Although Chinese energy firms initially directed much of their attention toward buying into highly prospective upstream assets in countries such as Brazil, Venezuela and the U.S., the Nexen deal may suggest an acceleration of a shift toward assets that already are producing. Nexen's North Sea assets produced around 85,000 barrels a day of crude last year, and 26,000 barrels a day more are expected to come on line in 2014.
"Given China's dependence on imported crude, the Chinese want production, and there's a raft of companies they could buy," said Simon Powell, head of Asian oil-and-gas research at broker CLSA, ahead of Friday's announcement by the Canadian government.
China's dependence on foreign crude is expected to reach 60% next year, according to China's top economic planning body, the National Development and Reform Commission. The country's dependence on natural gas imports could reach 35% by 2015, according to China's 12th five-year plan for natural gas.

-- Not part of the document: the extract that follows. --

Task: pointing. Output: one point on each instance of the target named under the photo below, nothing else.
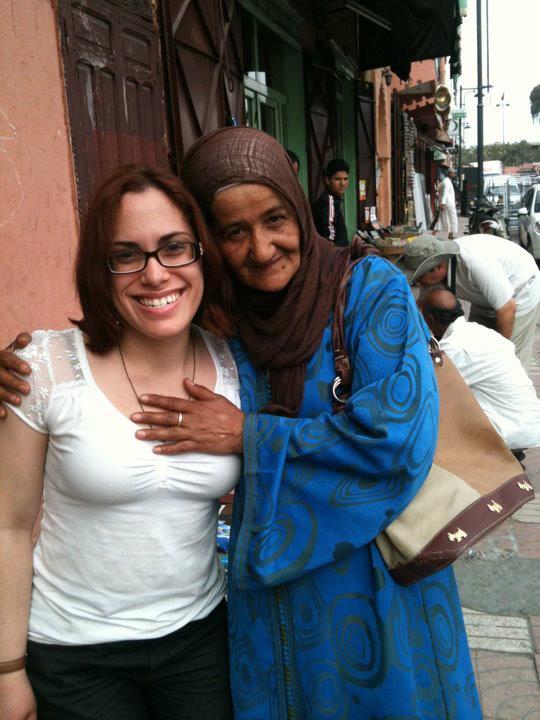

Mr. Powell said potential targets by the Chinese could include BG Group PLC, which recently had a change in management and might be preparing to sell assets, and U.K.-based Tullow Oil PLC, which already is partnered with CNOOC to develop oil and gas projects in Uganda.
Last month, in an interview with The Wall Street Journal, Sinopec Chairman Fu Chengyu said his company preferred to go into partnerships with foreign companies, rather than take them over and hinted of possible deeper relations with Canada's Talisman Energy Inc., Sinopec acquired a 49% stake in Talisman's U.K. North Sea oil and gas assets in July for $1.5 billion. Those assets produced 63,000 barrels a day of oil and gas in the first quarter of 2012.
Although China's imports of Canadian oil are tiny due to unfavorable prices and high shipping costs, a few Canadian projects are being developed with an eye toward exporting to Asian markets: Royal Dutch Shell PLC's planned liquefied natural gas terminal in Kitimat, British Columbia, in which a CNPC unit has a stake, and Enbridge Inc.'s proposed Northern Gateway oil pipeline, which would take crude from Alberta to the Pacific coast.
However, much of CNOOC's future production in Canada is still expected to be shipped to the U.S., some analysts say. Although the International Energy Agency claims in its World Energy Outlook that the U.S. can become more energy independent by the end of this decade, it can only do so with the help of Canada, Mr. Powell said.